GEORGE ROUY: THE BLEED, PART I
George Rouy’s debut solo exhibition at Hauser & Wirth London, ‘The Bleed, Part I,’ presents a new body of work continuing his inquiry into collective mass, multiplicity and movement.
October 7 – December 21, 2024
‘The bleed’ is an expression used by Rouy to pertain to the relationship between figure and void—or ‘the surrounds’, as termed by the artist—and how those two realms interact and manifest on the surface of his paintings, resulting in a physical seeping, blending and merging.

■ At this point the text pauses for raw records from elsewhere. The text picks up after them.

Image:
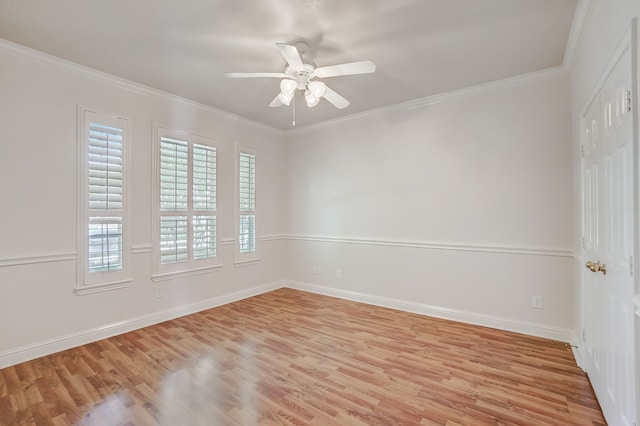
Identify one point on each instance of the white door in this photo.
(607, 279)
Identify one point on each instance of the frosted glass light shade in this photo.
(317, 88)
(312, 100)
(288, 87)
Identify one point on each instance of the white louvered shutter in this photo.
(204, 201)
(105, 156)
(247, 198)
(187, 199)
(174, 200)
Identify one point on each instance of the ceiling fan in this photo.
(299, 75)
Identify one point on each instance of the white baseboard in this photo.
(507, 324)
(57, 344)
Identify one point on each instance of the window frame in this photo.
(192, 266)
(92, 282)
(250, 257)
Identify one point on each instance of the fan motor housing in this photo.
(301, 76)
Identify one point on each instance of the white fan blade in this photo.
(291, 55)
(362, 67)
(254, 74)
(276, 102)
(337, 100)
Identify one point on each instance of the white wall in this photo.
(461, 208)
(39, 311)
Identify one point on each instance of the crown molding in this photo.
(581, 18)
(128, 85)
(506, 83)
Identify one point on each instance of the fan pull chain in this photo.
(294, 111)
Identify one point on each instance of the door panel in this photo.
(607, 284)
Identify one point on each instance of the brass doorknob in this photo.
(596, 267)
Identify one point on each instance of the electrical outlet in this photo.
(536, 302)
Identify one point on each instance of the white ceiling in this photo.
(421, 47)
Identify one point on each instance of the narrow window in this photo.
(246, 204)
(103, 240)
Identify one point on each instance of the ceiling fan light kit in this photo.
(298, 76)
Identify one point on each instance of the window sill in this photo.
(247, 262)
(99, 288)
(186, 273)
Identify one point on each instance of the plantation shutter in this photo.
(105, 201)
(204, 201)
(174, 200)
(247, 198)
(187, 197)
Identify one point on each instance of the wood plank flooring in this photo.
(294, 358)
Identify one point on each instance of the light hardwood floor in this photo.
(291, 357)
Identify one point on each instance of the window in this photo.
(246, 176)
(186, 203)
(102, 199)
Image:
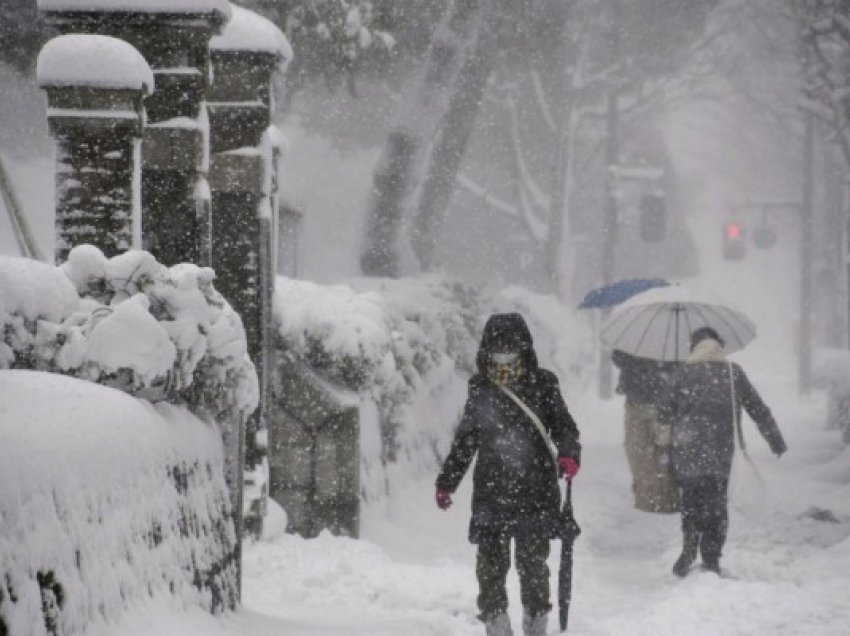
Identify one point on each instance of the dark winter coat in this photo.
(698, 407)
(515, 489)
(641, 379)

‘The surrounds’ refers to the zone where flesh and inner parts of the body meet their surrounding conditions—from intensive properties of temperature, density and speed to extensive forms of mass, volume and entropy. The paintings on view not only reflect the tension present between figures and their surrounds but also the tensions and harmonies among individuals or a group.
In these new works, abstraction is used as a tool of pursuing a sensation of distortion. The gestural sections are used not as abstract marks per se but as a series of signals to breakages in the figures, and to control the pace of looking at the picture. The works offer an uncanny familiarity, with each composition invoking forms and feelings born as much from the artist’s mind as they are a phantasmagoria, lost of reference and time.
Articulating a vocabulary of figurative painting which is as distinctive as it is visceral, Rouy’s paintings are defined by contradictions: stasis and flow, precision and indeterminacy. In doing so, he undermines the body as a fixed unit, proposing instead a body that constantly imagines and defines itself through its relationship with itself, with others and with the world at large.